Head
assistant professor
Visiting profesor Valerio Morabito
SS 2026
Studio Concept
The studio focuses on students’ experience with creativity, imagination, and art (CIA) as key tools for innovative design in landscape architecture.
Ecology and Landscape
Ecology, as an applied science in landscape architecture, has been strongly influenced by the school of Ian McHarg and his book Design with Nature (1968). During the 1970s, ecology also found theoretical and experimental foundations in Land Art, an artistic movement developed between the 1970s and 1980s, later influencing landscape architecture.
Since the end of the twentieth century, landscape architecture has undergone a significant aesthetic evolution, supported by the experimentation of new parks in both Western and Eastern contexts. These parks often reclaimed vacant urban areas or former industrial sites, assigning them new functions. As cities required strongly characterized spaces capable of restoring identity and spatial quality, creativity and imagination became central to landscape design. In Ecology and Landscape as Agents of Creativity (1999), James Corner clearly defines the relationship between creativity, landscape, and the imagination of a strongly identity-driven design.

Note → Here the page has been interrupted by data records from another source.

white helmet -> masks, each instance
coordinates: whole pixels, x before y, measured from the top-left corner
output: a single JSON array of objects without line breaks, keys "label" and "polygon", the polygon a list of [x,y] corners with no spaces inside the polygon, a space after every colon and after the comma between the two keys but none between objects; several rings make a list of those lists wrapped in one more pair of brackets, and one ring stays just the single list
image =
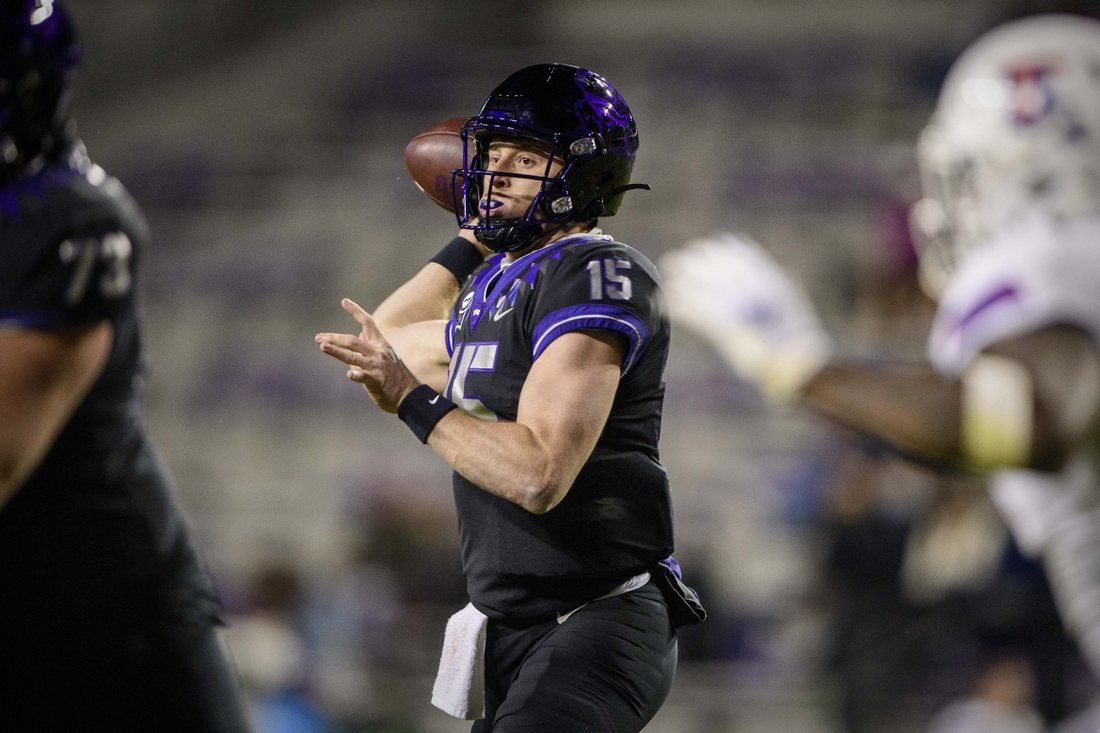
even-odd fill
[{"label": "white helmet", "polygon": [[917,160],[912,218],[933,293],[1019,216],[1100,211],[1100,22],[1035,15],[978,39],[952,66]]}]

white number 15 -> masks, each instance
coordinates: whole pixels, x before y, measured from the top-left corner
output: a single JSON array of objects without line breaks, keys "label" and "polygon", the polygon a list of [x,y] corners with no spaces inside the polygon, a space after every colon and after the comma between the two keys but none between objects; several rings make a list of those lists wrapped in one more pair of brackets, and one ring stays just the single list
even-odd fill
[{"label": "white number 15", "polygon": [[[601,267],[600,260],[588,263],[588,285],[592,291],[593,300],[603,300],[606,295],[612,300],[629,300],[632,294],[630,278],[620,275],[619,270],[629,270],[629,260],[603,261]],[[601,272],[602,271],[602,272]]]}]

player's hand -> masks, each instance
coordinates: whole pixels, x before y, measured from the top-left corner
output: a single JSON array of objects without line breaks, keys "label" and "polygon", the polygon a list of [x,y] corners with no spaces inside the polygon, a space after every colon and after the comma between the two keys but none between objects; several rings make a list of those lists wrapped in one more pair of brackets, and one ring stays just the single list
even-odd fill
[{"label": "player's hand", "polygon": [[718,233],[659,261],[676,325],[710,341],[768,397],[793,397],[825,362],[831,339],[802,287],[759,244]]},{"label": "player's hand", "polygon": [[362,384],[378,407],[396,413],[397,405],[420,382],[398,359],[371,314],[348,298],[340,305],[362,326],[360,335],[318,333],[314,340],[320,344],[321,351],[351,366],[348,379]]}]

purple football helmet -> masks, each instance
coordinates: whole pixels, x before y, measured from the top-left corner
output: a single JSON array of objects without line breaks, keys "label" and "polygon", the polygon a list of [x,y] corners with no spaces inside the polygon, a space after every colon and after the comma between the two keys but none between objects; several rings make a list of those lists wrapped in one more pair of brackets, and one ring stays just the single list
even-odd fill
[{"label": "purple football helmet", "polygon": [[[496,136],[527,138],[549,145],[541,176],[487,171]],[[566,64],[522,68],[493,90],[481,112],[462,128],[465,167],[453,174],[459,226],[496,252],[522,249],[561,227],[613,216],[631,188],[638,128],[623,97],[598,74]],[[551,177],[554,157],[563,167]],[[539,193],[521,217],[482,217],[480,206],[497,177],[534,178]]]},{"label": "purple football helmet", "polygon": [[58,0],[0,0],[0,182],[72,142],[80,45]]}]

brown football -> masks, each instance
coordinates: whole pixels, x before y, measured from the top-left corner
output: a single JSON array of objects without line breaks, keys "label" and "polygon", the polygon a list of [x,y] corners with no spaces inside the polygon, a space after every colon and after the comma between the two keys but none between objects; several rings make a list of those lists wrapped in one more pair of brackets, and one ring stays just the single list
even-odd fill
[{"label": "brown football", "polygon": [[462,167],[462,136],[466,118],[452,117],[417,134],[405,146],[405,167],[428,198],[454,211],[451,173]]}]

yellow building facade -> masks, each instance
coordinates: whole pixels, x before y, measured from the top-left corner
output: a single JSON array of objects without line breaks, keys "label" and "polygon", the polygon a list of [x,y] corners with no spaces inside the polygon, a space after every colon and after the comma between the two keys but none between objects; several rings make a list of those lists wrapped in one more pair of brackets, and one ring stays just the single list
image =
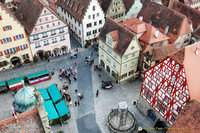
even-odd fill
[{"label": "yellow building facade", "polygon": [[0,3],[0,70],[32,61],[29,41],[23,26]]}]

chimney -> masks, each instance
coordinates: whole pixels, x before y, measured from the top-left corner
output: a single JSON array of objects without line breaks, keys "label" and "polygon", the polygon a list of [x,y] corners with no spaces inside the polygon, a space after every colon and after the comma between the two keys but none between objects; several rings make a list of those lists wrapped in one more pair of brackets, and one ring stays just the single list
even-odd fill
[{"label": "chimney", "polygon": [[24,18],[24,16],[23,16],[22,13],[19,14],[19,17],[20,17],[20,19],[23,19],[23,18]]},{"label": "chimney", "polygon": [[156,31],[155,31],[155,38],[158,38],[158,32],[159,32],[159,30],[158,30],[158,28],[156,28]]},{"label": "chimney", "polygon": [[190,23],[190,28],[191,28],[191,30],[192,30],[192,32],[193,32],[193,26],[192,26],[192,23]]},{"label": "chimney", "polygon": [[167,26],[165,27],[165,35],[167,35],[168,30],[169,30],[169,26],[167,25]]},{"label": "chimney", "polygon": [[143,16],[139,16],[139,20],[141,20],[141,21],[142,21],[142,20],[143,20]]}]

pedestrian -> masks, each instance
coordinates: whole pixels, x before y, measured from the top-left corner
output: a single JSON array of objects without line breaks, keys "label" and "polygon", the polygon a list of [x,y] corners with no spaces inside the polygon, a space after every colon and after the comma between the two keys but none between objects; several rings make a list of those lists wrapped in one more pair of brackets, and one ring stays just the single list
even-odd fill
[{"label": "pedestrian", "polygon": [[96,97],[98,97],[98,95],[99,95],[99,90],[96,91]]}]

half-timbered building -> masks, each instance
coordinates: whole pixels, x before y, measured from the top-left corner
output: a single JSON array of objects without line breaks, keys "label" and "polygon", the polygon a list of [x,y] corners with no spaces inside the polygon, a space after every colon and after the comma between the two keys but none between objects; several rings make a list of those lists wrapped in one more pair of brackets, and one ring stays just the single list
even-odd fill
[{"label": "half-timbered building", "polygon": [[137,107],[153,122],[169,126],[190,99],[200,100],[199,48],[187,46],[145,72]]}]

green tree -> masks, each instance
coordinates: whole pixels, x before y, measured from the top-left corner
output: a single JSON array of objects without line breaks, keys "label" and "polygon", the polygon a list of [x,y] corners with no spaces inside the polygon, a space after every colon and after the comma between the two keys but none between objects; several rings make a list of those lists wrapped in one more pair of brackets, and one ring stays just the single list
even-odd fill
[{"label": "green tree", "polygon": [[48,60],[48,59],[49,59],[49,54],[48,54],[48,52],[45,52],[45,53],[44,53],[44,58],[45,58],[45,60]]},{"label": "green tree", "polygon": [[38,62],[38,61],[39,61],[39,57],[36,56],[36,55],[34,55],[34,56],[33,56],[33,62]]}]

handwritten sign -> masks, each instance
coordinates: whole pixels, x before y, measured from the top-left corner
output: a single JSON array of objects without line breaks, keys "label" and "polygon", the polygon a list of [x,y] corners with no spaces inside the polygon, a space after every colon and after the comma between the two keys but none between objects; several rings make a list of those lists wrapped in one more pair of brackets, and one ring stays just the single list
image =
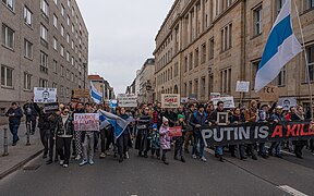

More recently, the concept of the ecological garden or ecological park has been reinterpreted through new research approaches that emphasize the absence of visible design, understood as the absence of explicit human traces, generating new schools of thought.
Together with the students, the studio investigates the relationship between ecology and art, aiming to balance the need for strong spatial characterization with a dynamic and proactive approach based on ecological, resilient creativity and imagination.